On 07/17/2015 06:28 AM, Michael Paquier wrote:
On Wed, Jul 1, 2015 at 9:31 PM, Fujii Masao <masao.fu...@gmail.com> wrote:
On Wed, Jul 1, 2015 at 2:21 AM, Heikki Linnakangas <hlinn...@iki.fi> wrote:
On 06/29/2015 09:44 AM, Michael Paquier wrote:

On Mon, Jun 29, 2015 at 4:55 AM, Heikki Linnakangas wrote:

But we'll still need to handle the pg_xlog symlink case somehow. Perhaps
it
would be enough to special-case pg_xlog for now.


Well, sure, pg_rewind does not copy the soft links either way. Now it
would be nice to have an option to be able to recreate the soft link
of at least pg_xlog even if it can be scripted as well after a run.

Hmm. I'm starting to think that pg_rewind should ignore pg_xlog entirely. In
any non-trivial scenarios, just copying all the files from pg_xlog isn't
enough anyway, and you need to set up a recovery.conf after running
pg_rewind that contains a restore_command or primary_conninfo, to fetch the
WAL. So you can argue that by not copying pg_xlog automatically, we're
actually doing a favour to the DBA, by forcing him to set up the
recovery.conf file correctly. Because if you just test simple scenarios
where not much time has passed between the failover and running pg_rewind,
it might be enough to just copy all the WAL currently in pg_xlog, but it
would not be enough if more time had passed and not all the required WAL is
present in pg_xlog anymore.  And by not copying the WAL, we can avoid some
copying, as restore_command or streaming replication will only copy what's
needed, while pg_rewind would copy all WAL it can find the target's data
directory.

pg_basebackup also doesn't include any WAL, unless you pass the --xlog
option. It would be nice to also add an optional --xlog option to pg_rewind,
but with pg_rewind it's possible that all the required WAL isn't present in
the pg_xlog directory anymore, so you wouldn't always achieve the same
effect of making the backup self-contained.

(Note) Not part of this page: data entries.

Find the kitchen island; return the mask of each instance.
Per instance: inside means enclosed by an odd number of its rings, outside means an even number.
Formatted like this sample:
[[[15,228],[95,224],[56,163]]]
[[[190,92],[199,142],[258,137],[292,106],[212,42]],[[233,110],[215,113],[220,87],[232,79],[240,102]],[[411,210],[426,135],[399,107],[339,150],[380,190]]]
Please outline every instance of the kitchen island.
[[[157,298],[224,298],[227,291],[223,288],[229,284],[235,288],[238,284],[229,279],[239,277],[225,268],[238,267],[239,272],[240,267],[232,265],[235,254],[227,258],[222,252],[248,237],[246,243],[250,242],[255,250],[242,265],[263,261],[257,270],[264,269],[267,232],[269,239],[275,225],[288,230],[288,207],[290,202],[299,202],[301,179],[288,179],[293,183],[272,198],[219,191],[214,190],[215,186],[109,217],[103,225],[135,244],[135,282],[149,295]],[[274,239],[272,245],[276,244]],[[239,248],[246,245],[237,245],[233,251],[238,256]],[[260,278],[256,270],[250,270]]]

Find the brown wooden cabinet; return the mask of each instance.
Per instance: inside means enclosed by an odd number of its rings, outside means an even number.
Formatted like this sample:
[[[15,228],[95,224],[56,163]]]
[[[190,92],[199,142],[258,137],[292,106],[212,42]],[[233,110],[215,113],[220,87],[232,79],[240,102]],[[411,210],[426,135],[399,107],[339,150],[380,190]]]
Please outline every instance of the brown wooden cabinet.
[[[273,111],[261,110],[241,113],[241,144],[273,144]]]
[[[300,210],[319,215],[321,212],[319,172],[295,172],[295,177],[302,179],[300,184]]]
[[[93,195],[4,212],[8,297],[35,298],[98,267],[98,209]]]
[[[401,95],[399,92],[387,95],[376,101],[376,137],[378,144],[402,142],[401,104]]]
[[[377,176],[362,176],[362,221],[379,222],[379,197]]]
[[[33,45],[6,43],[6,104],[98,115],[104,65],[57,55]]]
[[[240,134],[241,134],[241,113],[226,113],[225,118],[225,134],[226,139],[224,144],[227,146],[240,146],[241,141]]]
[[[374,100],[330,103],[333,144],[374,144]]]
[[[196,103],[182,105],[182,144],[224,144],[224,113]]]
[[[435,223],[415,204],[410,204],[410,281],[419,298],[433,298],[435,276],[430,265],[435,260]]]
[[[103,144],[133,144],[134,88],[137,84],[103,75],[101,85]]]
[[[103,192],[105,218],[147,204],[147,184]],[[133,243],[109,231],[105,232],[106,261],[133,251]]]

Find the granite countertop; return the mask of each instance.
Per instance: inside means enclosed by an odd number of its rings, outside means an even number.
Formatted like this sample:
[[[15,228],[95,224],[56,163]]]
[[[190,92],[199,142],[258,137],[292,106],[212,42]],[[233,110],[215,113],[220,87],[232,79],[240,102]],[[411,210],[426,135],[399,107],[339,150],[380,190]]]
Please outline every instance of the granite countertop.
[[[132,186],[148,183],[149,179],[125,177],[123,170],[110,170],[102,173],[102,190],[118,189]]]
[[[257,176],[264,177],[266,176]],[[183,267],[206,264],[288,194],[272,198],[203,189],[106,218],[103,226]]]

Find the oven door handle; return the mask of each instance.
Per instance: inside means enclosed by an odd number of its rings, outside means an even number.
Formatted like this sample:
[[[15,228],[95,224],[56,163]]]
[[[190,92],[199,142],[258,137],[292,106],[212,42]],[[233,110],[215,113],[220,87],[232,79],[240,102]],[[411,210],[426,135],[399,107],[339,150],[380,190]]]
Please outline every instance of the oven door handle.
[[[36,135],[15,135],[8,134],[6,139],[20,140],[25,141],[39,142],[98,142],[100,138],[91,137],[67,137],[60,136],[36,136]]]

So, I propose the attached. It makes pg_rewind ignore the pg_xlog directory
in both the source and the target.

If pg_xlog is simply ignored, some old WAL files may remain in target server.
Don't these old files cause the subsequent startup of target server as new
standby to fail? That is, it's the case where the WAL file with the same name
but different content exist both in target and source. If that's harmfull,
pg_rewind also should remove the files in pg_xlog of target server.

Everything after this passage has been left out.